Judgment reversed; case remanded for a new trial.
NOTES
[1] Samuel Stuart Simms was convicted at a court trial on 5 September 1968 and sentenced to 18 months. He noted an appeal but thereafter dismissed it on 20 November 1968.
[2] The count followed the language in Md. Code, Art. 27, § 491 which states that it shall be sufficient to use a formula substantially to that effect in any indictment for rogues and vagabonds as defined in § 490.
[3] The intent required by § 490 is sufficiently alleged by the formula set forth in § 491 as it incorporates § 490 by reference.
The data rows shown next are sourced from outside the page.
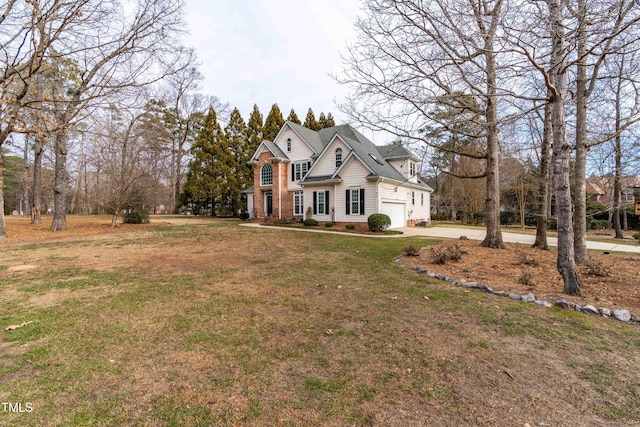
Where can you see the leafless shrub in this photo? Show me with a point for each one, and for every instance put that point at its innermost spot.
(439, 255)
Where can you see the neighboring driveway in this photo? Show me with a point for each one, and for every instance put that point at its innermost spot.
(478, 234)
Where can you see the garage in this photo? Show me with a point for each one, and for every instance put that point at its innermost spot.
(395, 211)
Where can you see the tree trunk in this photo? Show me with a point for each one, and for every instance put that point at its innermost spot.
(580, 172)
(561, 155)
(3, 227)
(493, 238)
(543, 183)
(59, 222)
(36, 193)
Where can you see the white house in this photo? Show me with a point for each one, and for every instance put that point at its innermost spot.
(335, 175)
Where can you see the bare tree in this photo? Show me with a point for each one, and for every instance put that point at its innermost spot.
(409, 54)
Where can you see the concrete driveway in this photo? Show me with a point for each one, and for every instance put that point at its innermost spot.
(478, 234)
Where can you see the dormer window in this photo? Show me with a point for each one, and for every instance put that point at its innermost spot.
(266, 174)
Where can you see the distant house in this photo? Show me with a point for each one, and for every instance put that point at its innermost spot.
(335, 175)
(600, 189)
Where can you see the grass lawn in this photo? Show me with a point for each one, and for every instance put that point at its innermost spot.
(218, 324)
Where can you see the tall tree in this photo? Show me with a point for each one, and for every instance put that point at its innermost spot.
(293, 117)
(255, 128)
(273, 123)
(310, 121)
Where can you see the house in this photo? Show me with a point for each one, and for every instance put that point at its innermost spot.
(335, 175)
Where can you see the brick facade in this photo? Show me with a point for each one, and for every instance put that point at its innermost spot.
(282, 198)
[4] As to the latter the court found as a fact that "these men had crossed over this chain and when the officer came up, they retraced their steps and sat on the chain. And under these circumstances, they would have been in the enclosure of the rear of the Dell House at Charles and 29th Street."
[5] On the hearing for a motion for a new trial, which is not before us, and which had no bearing on the verdict at the trial on the merits, defense counsel said that he had ascertained that the occupant of apartment 4-B was George M. Poulakis. He said that Mr. Poulakis told him he was unable to identify either Simms or Wilson. He proffered that Simms would testify that he was not sure which apartment he was going to. "All he knows is that he was going to see a Mr. Kapikis." There was an Emanuel Kapikis listed on the apartment mailbox. Simms' attorney did not want Simms to testify because there was an appeal pending. The motion for a new trial was denied.